И все это Вера Ивановна, на которой ничего не сходится, дареные панбархаты на булавках, одна булавка юбку на талии держит, другой – лифчик к глубокому вырезу прикреплен, чтобы когда Вера Ивановна слишком уж склонится над анкетами, ничего у нее не было видно, грудей, если уж быть точными, и чтобы купюры плотно прилегали к исподнему и не шуршали при резких движениях. Начальница ОВИРа закрытого для посещения иностранцев города Химки должна держаться, и все на ней должно сидеть – и серьги, и костюм, а все народонаселение Химок должно сидеть и не двигаться. Так оно и было, до поры, и было хорошо. Все, что есть ТАМ, не нужно нам здесь, а то, что нужно, показывают в кино и по телевизору. И какую бы цель ни указал ты в графе цель поездки – она оказывалась или слишком личной, или слишком общественно важной, чтобы именно тебя послать ТУДА ее добиваться. То есть всякая твоя цель нецелесообразна, и, что бы ты ни написал в этой графе, лишь бы выпустили, Вера Ивановна все равно не выпустит. Пристальный ее взгляд узрит другую цель, пусть неизвестно какую, но другую, и лучше попридержать этого непоседу в закрытом городе по месту прописки, чем упустить его пусть и с благородной на вид задачей. А что если он проговорится там про закрытые заводы, которые с оружия массового уничтожения перешли на производство сосок и презервативов, – и все равно на все население не хватает, и завод тут не за что винить, не был он рассчитан на такое производство, нет у него таких мощностей, чтобы всех граждан удовлетворить. Главное – укреплять обороноспособность, чтобы граждане спали спокойно ночью и ничего не боялись. А кто все равно боится, пусть идет в центральную аптеку за успокоительным. Нет успокоительного, так он прочтет на стене слова Ленина «Победа социализма неизбежна!», успокоится и уснет на месте.
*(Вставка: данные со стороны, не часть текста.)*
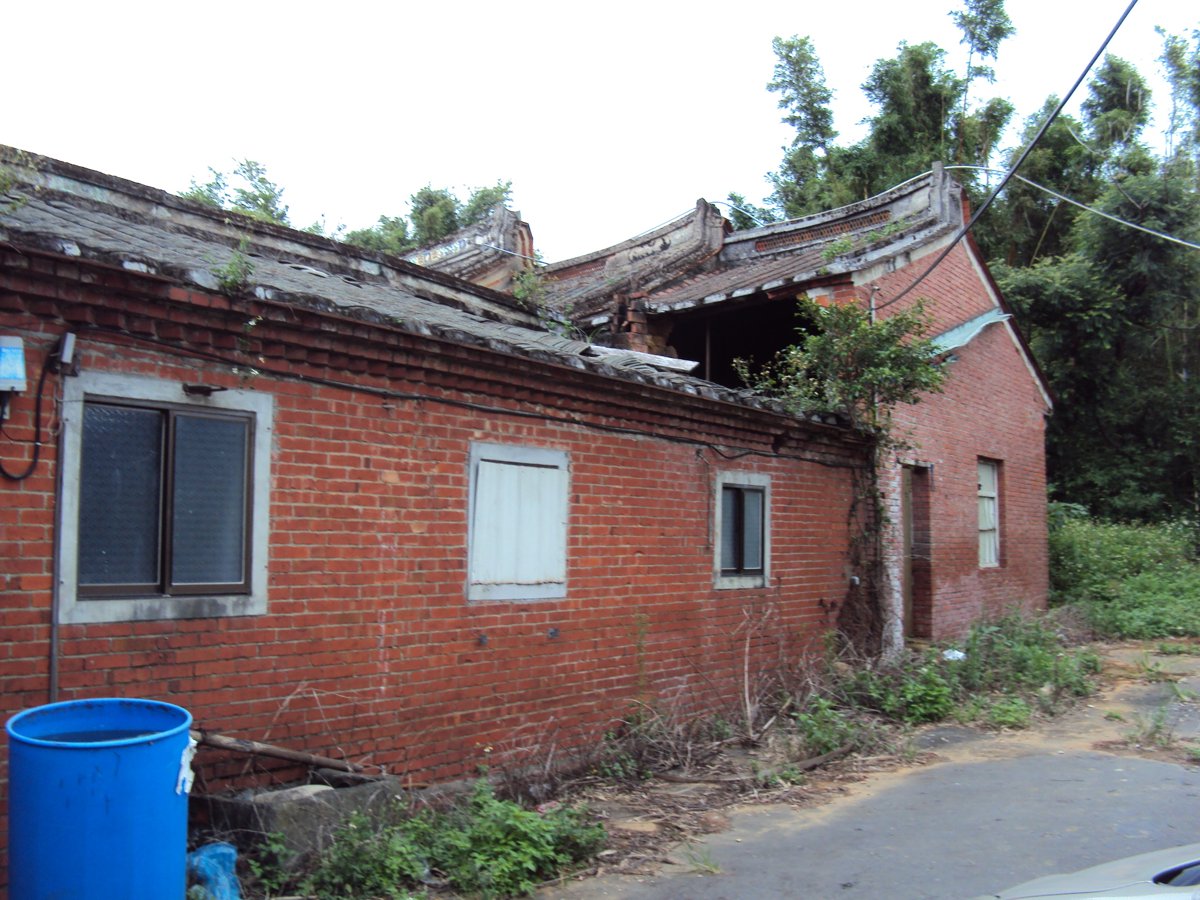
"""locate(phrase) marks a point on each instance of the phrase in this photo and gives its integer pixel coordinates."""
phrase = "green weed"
(1009, 713)
(1132, 581)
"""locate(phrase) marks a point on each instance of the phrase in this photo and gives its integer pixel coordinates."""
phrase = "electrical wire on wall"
(37, 426)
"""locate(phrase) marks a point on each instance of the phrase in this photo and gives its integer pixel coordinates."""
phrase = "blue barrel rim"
(11, 726)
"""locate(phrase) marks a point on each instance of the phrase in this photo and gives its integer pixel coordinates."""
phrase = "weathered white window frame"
(754, 481)
(517, 522)
(100, 385)
(989, 513)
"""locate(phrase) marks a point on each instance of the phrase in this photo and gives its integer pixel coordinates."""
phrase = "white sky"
(607, 118)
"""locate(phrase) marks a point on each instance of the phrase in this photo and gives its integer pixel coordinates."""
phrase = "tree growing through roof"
(1114, 313)
(923, 113)
(246, 190)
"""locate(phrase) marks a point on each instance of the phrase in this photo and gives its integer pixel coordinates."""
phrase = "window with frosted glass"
(742, 529)
(163, 501)
(517, 535)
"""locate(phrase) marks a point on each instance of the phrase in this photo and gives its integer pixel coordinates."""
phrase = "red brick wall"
(990, 408)
(369, 648)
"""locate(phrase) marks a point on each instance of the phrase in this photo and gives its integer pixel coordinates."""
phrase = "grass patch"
(483, 846)
(1131, 581)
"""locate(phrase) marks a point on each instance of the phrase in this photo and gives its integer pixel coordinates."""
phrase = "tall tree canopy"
(435, 213)
(1113, 313)
(923, 113)
(246, 190)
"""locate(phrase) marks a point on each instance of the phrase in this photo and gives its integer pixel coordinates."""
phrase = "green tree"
(246, 190)
(984, 25)
(1027, 223)
(1117, 106)
(435, 214)
(744, 214)
(389, 235)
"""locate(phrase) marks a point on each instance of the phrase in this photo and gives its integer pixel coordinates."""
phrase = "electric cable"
(963, 232)
(1086, 208)
(37, 430)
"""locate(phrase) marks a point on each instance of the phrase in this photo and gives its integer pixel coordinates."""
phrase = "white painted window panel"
(519, 523)
(989, 513)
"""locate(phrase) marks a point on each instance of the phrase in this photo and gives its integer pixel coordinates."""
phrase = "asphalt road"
(991, 813)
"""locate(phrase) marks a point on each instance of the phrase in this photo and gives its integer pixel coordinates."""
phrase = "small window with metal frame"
(743, 544)
(165, 496)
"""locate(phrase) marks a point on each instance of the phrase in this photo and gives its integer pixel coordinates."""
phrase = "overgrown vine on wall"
(850, 363)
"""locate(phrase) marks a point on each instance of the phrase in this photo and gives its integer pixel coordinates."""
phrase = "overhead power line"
(963, 232)
(1084, 207)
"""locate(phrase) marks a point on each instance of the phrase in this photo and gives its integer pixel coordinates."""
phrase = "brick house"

Эх, если б только мог мой народ знать, где он окажется в скором времени, какая грандиозная ломка сознания ему будет почти что завтра предстоять… А что бы он мог сделать, кабы и знал? Мылом, сахаром, солью еще можно запастись, а вот мясом и молоком никак невозможно, таких холодильников размером чуть ли в нашу уборную, как я потом в Америке увидала, ни у кого дома нет. И зачем им нужны такие холодильники, если у них в магазинах все есть, хоть каждый день туда ходи, и все равно все есть. А у нас если выкинут что, сразу разберут. Поэтому надо брать побольше, а для побольше и нужны американские холодильники. Но куда их ставить? Некуда нам их ставить, значит, не нужны.